Dr Esther Sumner
Research Fellow
Telephone number:
+44(0) 113 34
35234
Email address: E.J.Sumner@leeds.ac.uk
Room: 8.20 SCR
Biography
I completed a NERC funded PhD at the University of Bristol in 2009 during which I used experiments and outcrop field studies to understand the dynamics of submarine gravity flows. This work radically revises our view of submarine flows because it demonstrates the profound influence of small changes in mud content on flow rheology and deposit morphology. Subsequently I held a post-doctoral fellowship at the National Oceanography Centre Southampton funded by NERCs strategic marine science programme Oceans 2025. During this fellowship I studied sediment cores from the modern seafloor in order to understand the architecture of the longest run-out sediment flows yet found on Earth, located offshore Morocco. I also collected sediment cores from offshore Sumatra in order to evaluate whether submarine flow deposits are a good palaeoearthquake proxy in this region. I am currently a post doctoral fellow studying the flow dynamics and sedimentation of an active submarine channel. This involves using NERCs autonomous underwater vehicle Autosub3 to measure 3D velocity in an active field-scale saline gravity current on the Black Sea shelf.
Research Interests
My research combines: i) innovative programmes of laboratory experiments; ii) conducting fieldwork both onshore and offshore; iii) collecting analysing and integrating bathymetric surveying techniques, three dimensional fluid velocity profiling, and coring techniques; and iv) developing models of geophysical flows.
My research interests include:
The dynamics of submarine sediment gravity flows including turbidity currents, debris flows and transitional flow types. How and why transformations between these different flow types occur and how this information is recorded in their deposits.
The interaction between submarine gravity flows, seafloor morphology and sedimentology within submarine channel systems.
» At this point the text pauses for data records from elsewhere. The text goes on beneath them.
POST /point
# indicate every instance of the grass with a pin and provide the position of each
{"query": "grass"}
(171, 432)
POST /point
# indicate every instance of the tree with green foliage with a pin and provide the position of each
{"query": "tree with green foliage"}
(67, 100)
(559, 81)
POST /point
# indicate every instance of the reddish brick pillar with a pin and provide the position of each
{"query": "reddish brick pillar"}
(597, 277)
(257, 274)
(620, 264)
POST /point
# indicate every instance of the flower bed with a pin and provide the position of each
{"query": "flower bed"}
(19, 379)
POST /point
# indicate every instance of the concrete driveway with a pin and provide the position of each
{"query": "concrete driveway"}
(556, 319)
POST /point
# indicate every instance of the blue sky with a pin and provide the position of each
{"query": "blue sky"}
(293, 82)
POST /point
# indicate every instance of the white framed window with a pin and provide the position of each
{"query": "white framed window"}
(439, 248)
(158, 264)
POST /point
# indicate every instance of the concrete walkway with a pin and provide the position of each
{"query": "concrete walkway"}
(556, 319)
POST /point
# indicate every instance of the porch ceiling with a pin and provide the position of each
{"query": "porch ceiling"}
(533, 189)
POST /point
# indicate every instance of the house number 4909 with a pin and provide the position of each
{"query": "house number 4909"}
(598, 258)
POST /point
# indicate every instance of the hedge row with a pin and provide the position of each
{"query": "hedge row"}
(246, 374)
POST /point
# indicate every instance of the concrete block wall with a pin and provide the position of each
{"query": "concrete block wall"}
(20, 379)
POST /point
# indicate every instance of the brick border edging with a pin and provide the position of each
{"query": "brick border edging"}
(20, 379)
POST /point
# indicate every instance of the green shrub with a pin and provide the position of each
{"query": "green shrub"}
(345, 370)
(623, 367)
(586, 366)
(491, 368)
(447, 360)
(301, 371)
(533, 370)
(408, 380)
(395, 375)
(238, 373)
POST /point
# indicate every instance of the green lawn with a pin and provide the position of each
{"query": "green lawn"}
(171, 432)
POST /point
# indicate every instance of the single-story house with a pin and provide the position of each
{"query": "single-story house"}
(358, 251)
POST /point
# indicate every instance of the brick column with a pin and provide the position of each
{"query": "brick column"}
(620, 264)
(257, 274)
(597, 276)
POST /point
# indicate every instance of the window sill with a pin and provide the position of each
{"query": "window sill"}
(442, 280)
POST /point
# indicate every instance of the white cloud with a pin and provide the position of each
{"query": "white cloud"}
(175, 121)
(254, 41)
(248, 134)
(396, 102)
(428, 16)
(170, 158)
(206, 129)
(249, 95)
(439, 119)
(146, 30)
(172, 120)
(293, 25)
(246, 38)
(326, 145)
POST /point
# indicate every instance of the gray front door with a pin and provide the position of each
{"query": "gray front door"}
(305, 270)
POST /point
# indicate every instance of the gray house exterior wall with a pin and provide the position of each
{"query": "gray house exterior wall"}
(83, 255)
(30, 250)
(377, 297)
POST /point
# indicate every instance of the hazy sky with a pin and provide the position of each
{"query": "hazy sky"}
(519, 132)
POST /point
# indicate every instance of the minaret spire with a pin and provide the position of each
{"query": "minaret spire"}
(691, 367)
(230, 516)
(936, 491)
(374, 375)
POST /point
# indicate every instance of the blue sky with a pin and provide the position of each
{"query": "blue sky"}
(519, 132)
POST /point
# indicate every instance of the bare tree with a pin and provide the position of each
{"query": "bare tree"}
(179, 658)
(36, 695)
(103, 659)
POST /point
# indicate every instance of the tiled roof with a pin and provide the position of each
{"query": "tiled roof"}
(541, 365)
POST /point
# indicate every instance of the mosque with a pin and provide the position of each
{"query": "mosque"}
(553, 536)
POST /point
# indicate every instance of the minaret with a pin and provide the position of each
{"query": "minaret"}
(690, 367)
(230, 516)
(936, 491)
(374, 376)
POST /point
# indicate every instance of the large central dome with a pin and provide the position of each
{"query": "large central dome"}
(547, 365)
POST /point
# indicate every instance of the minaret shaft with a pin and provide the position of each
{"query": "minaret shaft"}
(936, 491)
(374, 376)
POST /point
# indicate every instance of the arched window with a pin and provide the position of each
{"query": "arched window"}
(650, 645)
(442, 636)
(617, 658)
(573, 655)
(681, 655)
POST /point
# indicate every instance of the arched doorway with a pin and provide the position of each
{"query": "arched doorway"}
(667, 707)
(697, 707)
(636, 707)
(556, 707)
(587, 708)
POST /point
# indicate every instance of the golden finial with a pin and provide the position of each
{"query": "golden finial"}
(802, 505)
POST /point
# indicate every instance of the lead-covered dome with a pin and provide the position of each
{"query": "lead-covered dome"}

The fundamental processes that underpin sediment suspension in a wide range of environmental flows including: pyroclastic flows, open channel flows and turbidity currents. How we can model sediment suspension and how the loss of different support mechanisms is recorded in deposits.
The use of submarine sediment gravity flow deposits in reconstructing palaeoearthquake records (turbidite palaeoseismology) for convergent margins.
Publications
- Sumner EJ; Talling PJ; Amy LA; Wynn RB; Stevenson CJ; Frenz M (2012) Facies architecture of individual basin-plain turbidites: Comparison with existing models and implications for flow processes, Sedimentology, .
- Dorrell RM; Hogg AJ; Sumner EJ; Talling PJ (2011) The structure of the deposit produced by sedimentation of polydisperse suspensions., Journal of Geophysical Research, 116, pp.F01024.
- Talling PJ; Wynn RB; Schmidt DN; Rixon R; Sumner EJ; Amy LA (2010) How did thin submarine debris flows carry boulder-sized intraclasts for remarkable distances across low gradients to the far reaches of the Mississippi Fan?, Journal of Sedimentary Research, 80, pp.829-851.
- Sumner EJ; Talling PJ; Amy LA (2009) The deposits of flows transitional between turbidity current and debris flow, Geology, 37, pp.991-994.
- Sumner EJ; Amy LA; Talling PJ (2008) Deposit structure and processes of sand deposition from decelerating sediment suspensions, Journal of Sedimentary Research, 78, pp.529-547.
- Amy LA; Talling PJ; Edmonds V; Sumner EJ; Leseuer A (2006) An experimental investigation on sand-mud settling behaviour: Implications for bimodal mud contents of submarine flow deposits, Sedimentology, 53, pp.1411-1435.